Pensar assim, contudo, é se render à simplificação. O bullying é um fato. Mina a vida escolar. Destrói histórias. E, se não foi percebido antes, era porque a compreensão da infância se mostrava menor e a estrutura da escola, mais autoritária, o que impede a detecção de determinados panoramas. Talvez se deva dizer que o maior problema não é o direito do bullying a existir como palavra e como fenômeno. O problema é entender como se dá, tarefa sem a qual não se pode combatê-lo. É o ponto em que estamos.

Como foi comentado neste espaço em outra ocasião, a tese de doutorado Compreensão da violência escolar no âmbito da Polícia Militar do Paraná, defendida em 2014 no Setor de Educação da UFPR pelo capitão da PM Luciano Blasius, mostrou uma verdade que não quer calar: o bullying é subnotificado ao extremo, daí sua invisibilidade estatística, o que diminui a força do debate e as políticas de prevenção. E, quando notificado, é unilateral – sabe-se mais da agressão dos colegas entre si e dos alunos para com professores do que a agressão dos professores contra alunos. Essa forma também existe e está entre os problemas que devem ser encarados.

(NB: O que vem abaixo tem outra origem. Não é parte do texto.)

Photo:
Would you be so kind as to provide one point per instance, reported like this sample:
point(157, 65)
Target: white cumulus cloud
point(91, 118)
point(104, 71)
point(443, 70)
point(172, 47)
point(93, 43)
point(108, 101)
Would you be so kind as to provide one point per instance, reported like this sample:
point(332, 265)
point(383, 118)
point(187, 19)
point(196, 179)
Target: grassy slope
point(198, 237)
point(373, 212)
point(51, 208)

Toda a comunidade escolar deve estar envolvida – incluindo o guarda municipal e a cantineira, para citar dois profissionais além dos professores

O maior impasse, no entanto, continua a ser identificar as situações de bullying na escola e enfrentá-las. As instituições pisam em ovos, pois alegam estar assoberbadas demais com o ensino para lidar com a questão. Para amenizar o impacto, o bullying costuma ser apontado como “entrevero sem importância entre os alunos”. Enquanto essa mentalidade não mudar, a agressão continuará a gerar evasão escolar, dificuldades de aprendizado, violência e – claro – negação do espaço escolar como lugar de convivência e prática de valores cidadãos.

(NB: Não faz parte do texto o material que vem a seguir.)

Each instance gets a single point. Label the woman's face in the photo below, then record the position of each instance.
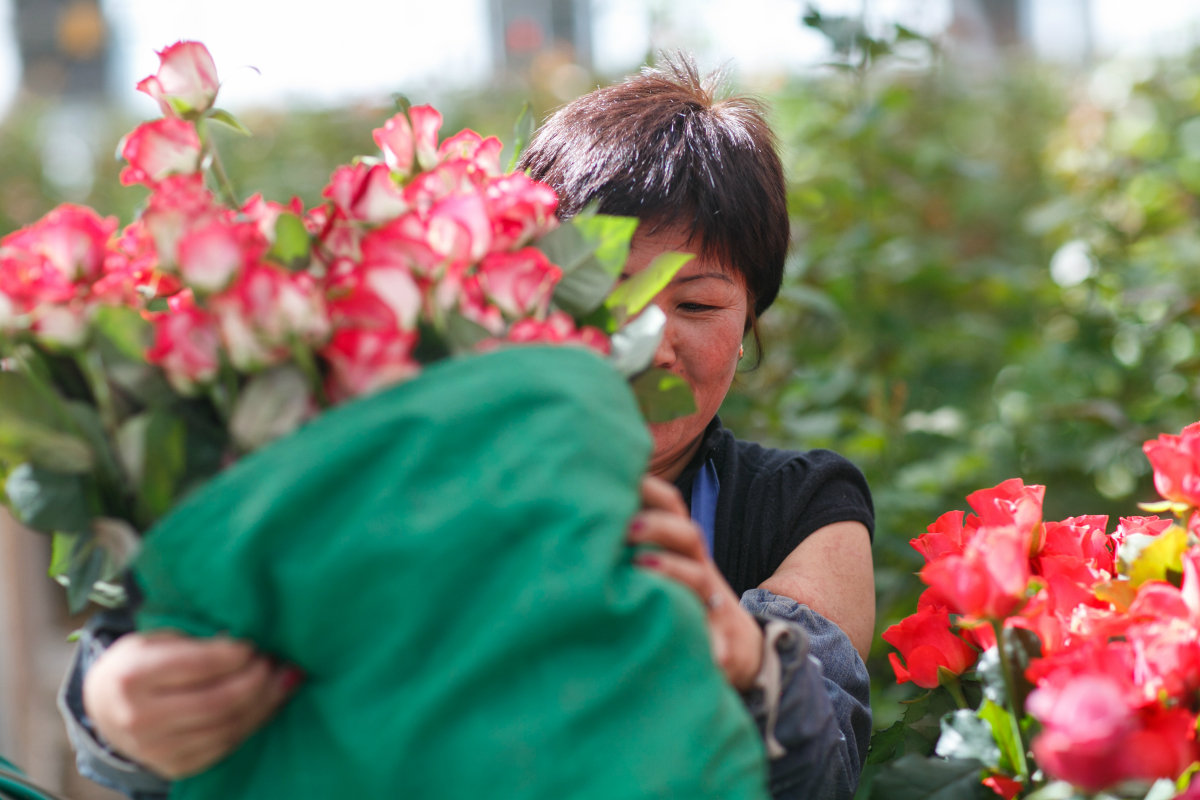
(706, 305)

Entre as sutilezas da questão, saliente-se que as agressões não acontecem apenas “entre os muros da escola”, tomando aqui emprestado o título do filme de Laurent Cantet, estrelado pelo professor François Bégaudeau. O longa, baseado em livro do próprio Bégaudeau, explora tensões entre adolescentes da periferia de Paris. O território estendido da agressão é fato para o qual os especialistas sempre chamam atenção, sem muito sucesso. Debaixo da vigilância dos mestres, os bullies tendem a se aproveitar da calçada, do transporte coletivo e do entorno para detonar os colegas.

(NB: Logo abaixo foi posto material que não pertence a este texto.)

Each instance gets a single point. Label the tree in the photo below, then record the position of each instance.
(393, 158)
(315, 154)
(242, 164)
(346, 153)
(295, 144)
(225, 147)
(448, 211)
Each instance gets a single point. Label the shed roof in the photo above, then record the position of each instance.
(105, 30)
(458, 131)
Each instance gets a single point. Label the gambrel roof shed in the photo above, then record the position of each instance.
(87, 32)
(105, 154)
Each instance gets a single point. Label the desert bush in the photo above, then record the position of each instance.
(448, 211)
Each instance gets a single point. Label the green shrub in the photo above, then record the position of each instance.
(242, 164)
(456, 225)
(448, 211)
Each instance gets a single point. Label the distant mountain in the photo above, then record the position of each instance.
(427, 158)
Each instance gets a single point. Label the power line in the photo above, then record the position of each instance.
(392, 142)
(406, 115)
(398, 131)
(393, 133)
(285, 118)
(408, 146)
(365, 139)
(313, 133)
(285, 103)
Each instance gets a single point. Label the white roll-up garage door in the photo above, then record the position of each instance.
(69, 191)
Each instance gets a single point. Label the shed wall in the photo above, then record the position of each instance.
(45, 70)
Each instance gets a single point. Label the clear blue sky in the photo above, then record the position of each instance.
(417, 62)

Em relatos ouvidos pela reportagem – sobre a transposição da agressão para o interior do transporte coletivo –, um aluno do ensino médio da rede pública estadual gritou dentro do ônibus lotado que “aquela menina” tinha tido relações sexuais com um colega. Não fez o anúncio exatamente com essas palavras. O “capricho” no vocabulário e os descritivos foram tão fortes ou piores que a agressão em si. Aquela aluna se tornou forte candidata a abandonar a escola. E, para os professores, saber dessa agressão “a bordo”, ou mesmo considerá-la, está fora das possibilidades.

Quanto ao que se pode fazer para evitar situações como essa, resta dizer que se trata de um trabalho contínuo. E que toda a comunidade escolar deve estar envolvida – incluindo o guarda municipal e a cantineira, para citar dois profissionais além dos professores. É preciso que todos estejam aptos para identificar o bullying, em suas sutilezas, como parte da lógica do cuidado com as crianças e os adolescentes. Não há trégua.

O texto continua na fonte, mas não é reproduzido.